Position: ML/AI Architect
Location: Gaithersburg, MD(Hybrid 3 Day per Week)
This position requires a deep understanding of cloud-native ML/AI Ops methodologies and technologies, AWS infrastructure, State-of-the-art (SOTA) Foundation Models and AWS GenAI Services, and the unique demands of regulated industries, making it a cornerstone of our success in delivering impactful solutions to the pharmaceutical industry.
Accountabilities:
Operational Excellence
- Lead by example in creating high-performance, mission-focused and interdisciplinary teams/culture founded on trust, mutual respect, growth mentalities, and an obsession for building extraordinary products with extraordinary people.
- Drive the creation of proactive capability and process enhancements that ensures enduring value creation and analytic compounding interest.
- Design and implement resilient cloud ML/AI operational capabilities to improve our system Abilities (Learnability, Flexibility, Extendibility, Interoperability, Scalability).
- Drive precision and systemic cost efficiency, optimized system performance, and risk mitigation with a data-driven strategy, comprehensive analytics, and predictive capabilities at the tree-and-forest level of our ML/AI systems, workloads and processes.
ML/AI Cloud Operations and Engineering
- Architect and implement scalable AWS ML/AI cloud infrastructure in a multi-tenant SaaS environment.
- Establish governance frameworks for ML/AI infrastructure management and ensure compliance with industry standard processes.

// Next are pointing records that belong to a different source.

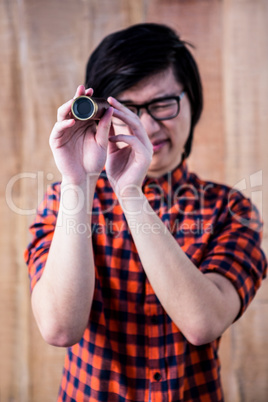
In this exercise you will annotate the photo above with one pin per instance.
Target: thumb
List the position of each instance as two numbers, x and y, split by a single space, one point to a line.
103 128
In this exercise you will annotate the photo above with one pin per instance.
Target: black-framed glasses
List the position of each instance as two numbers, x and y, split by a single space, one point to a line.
164 108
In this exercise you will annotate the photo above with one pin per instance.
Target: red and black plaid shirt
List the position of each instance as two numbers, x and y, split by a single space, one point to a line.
130 343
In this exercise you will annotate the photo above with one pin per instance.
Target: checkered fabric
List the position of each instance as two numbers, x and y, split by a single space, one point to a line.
130 341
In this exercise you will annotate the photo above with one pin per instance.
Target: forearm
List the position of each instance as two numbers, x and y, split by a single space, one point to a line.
62 297
195 302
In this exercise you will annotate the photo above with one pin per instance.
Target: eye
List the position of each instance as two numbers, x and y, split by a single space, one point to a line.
132 108
164 108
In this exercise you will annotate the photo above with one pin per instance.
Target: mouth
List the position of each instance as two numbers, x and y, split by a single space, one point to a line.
158 145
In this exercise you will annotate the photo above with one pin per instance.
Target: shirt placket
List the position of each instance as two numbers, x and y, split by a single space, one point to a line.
155 346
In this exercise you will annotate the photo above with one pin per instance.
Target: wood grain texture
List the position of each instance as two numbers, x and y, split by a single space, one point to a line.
43 50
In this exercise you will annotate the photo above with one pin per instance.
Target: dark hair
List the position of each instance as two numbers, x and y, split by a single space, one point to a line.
126 57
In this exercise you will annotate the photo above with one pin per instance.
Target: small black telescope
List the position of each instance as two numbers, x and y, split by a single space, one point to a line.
86 108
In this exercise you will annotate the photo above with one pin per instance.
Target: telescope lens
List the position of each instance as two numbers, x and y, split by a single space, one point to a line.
83 108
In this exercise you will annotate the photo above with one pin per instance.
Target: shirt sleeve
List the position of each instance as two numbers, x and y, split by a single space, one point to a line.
235 251
42 231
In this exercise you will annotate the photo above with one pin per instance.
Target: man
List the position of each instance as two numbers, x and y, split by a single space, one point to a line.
139 268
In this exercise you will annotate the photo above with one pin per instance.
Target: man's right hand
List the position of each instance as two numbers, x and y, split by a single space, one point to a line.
79 147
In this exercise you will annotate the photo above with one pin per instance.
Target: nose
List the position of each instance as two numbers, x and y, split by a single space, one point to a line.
149 123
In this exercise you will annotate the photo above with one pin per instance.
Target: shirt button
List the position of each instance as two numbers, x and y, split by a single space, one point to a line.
157 376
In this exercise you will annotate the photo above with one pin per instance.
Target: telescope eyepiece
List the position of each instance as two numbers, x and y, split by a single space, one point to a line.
86 108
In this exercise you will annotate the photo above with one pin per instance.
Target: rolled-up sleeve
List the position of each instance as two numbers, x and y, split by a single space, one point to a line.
235 248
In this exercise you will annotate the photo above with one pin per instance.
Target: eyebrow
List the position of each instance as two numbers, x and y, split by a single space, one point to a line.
129 101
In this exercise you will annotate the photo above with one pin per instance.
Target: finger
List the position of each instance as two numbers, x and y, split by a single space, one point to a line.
104 128
130 140
89 92
60 127
131 119
64 111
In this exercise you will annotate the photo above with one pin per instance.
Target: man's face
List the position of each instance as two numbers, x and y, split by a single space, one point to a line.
167 136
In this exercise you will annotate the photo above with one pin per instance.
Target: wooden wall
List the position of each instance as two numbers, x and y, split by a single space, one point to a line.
44 45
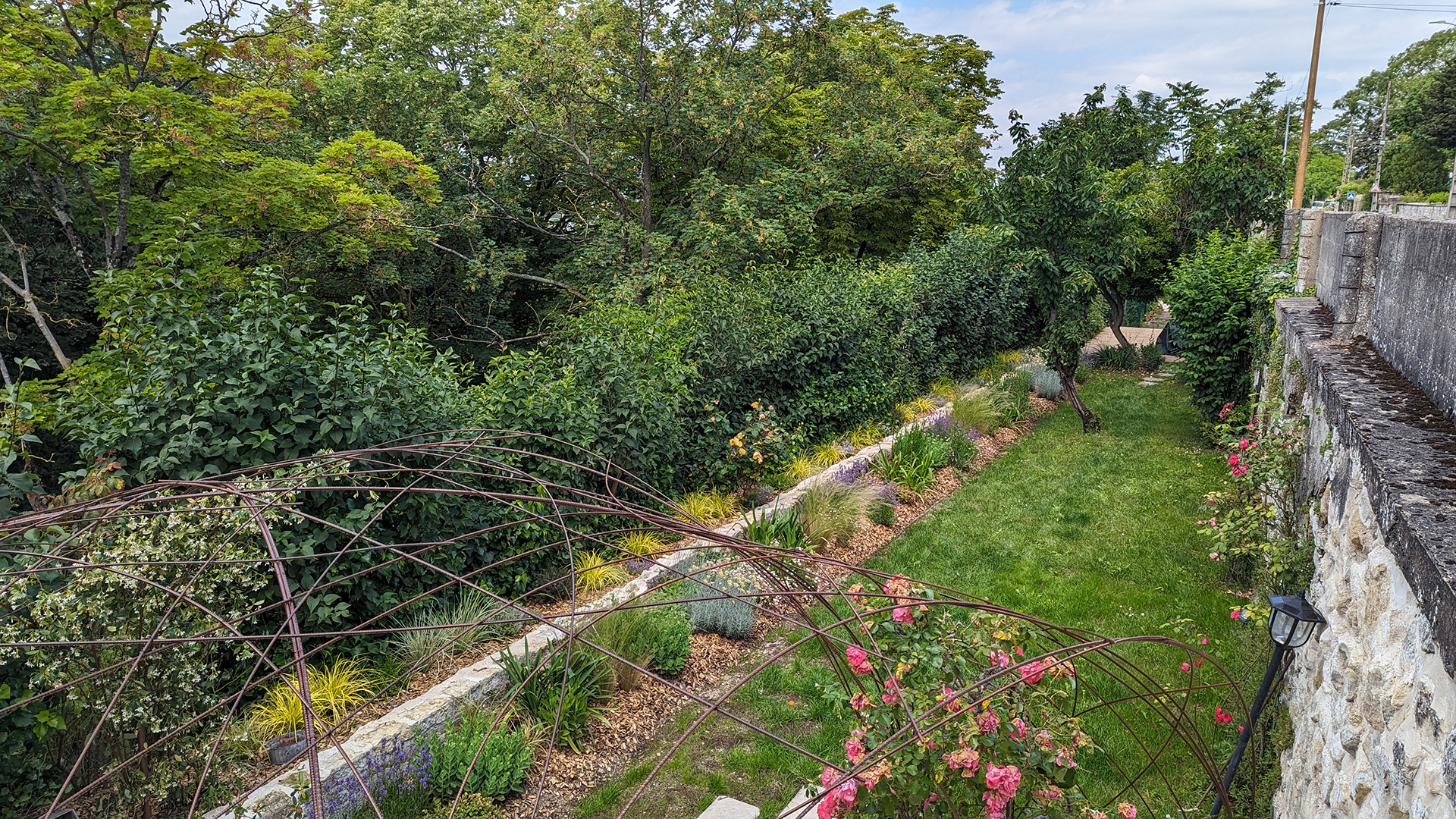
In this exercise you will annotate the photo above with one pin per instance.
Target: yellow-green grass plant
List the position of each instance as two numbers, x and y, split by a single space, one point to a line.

- Ensure principled and methodical validation pathways and a Well Architected Framework for Embryonic Research (WAFER) similar to and building on AWS s Well Architected Framework (WAF) for all early stage product and operational GenAI PoC s across the organization.
- Oversee ML/AI related Kubernetes (k8s) cluster management and provide guidance on alternative ML/AI workflow orchestration options such as Argo vs Kubeflow, and ML/AI data pipeline creation, management and governance with tools like Airflow.
- Employ AWS CDK (TypeScript), Projen, and Argo CD to automate infrastructure deployment and management.
- Help set the strategy and manage the tactical balance between framework and platform experimentation and democratization with standardization and centralized management and governance
- Conduct cost-benefit analyses and formal processes for selection and utilization of foundation models, evaluating their architectures, performance, and costs.
- Work with multiple teams to ensure that the platform meets organizational needs and scales effectively.
Personal Attributes:
- Customer-obsessed and passionate about building products that solve real-world problems.
- Highly organized and diligent, with the ability to manage multiple initiatives and deadlines.
- Collaborative and inclusive, fostering a positive team culture where creativity and innovation thrive.
Essential Skills/Experience:
- HS Diploma and 5 years of experience in Engineering/IT solutions OR BA/BS
- Minimum of 5 years in cloud infrastructure design and management roles.
- Deep understanding of the Data Science Lifecycle (DSLC) and the ability to shepherd data science projects from inception to production within the platform architecture.
- Expert in Typescript, AWS CDK, Projen, and Argo CD and other Cloud Infrastructure CI/CD Tools
- Extensive experience in managing Kubernetes clusters for ML workflows.
- Solid understanding of foundation models and their applications in ML/AI solutions.
- Strong background in AWS DevOps practices and cloud architecture.
- Deep knowledge of AWS services (Bedrock, Sagemaker, EC2, S3, RDS, Lambda, etc) and hands-on design and implementation cloud systems (microservices architecture, API design, and database management (SQL/NoSQL))
- Experience with monitoring and optimizing cloud infrastructure for scalability and cost-efficiency.
- Ability to collaborate effectively with engineering, design, product, science and security teams.
- Strong written and verbal communication skills for reporting and documentation.
- Demonstrated ability to manage large-scale, complex projects across an organization.
- Proven experience in conducting performance and cost analyses of AWS infrastructure and ML/AI models.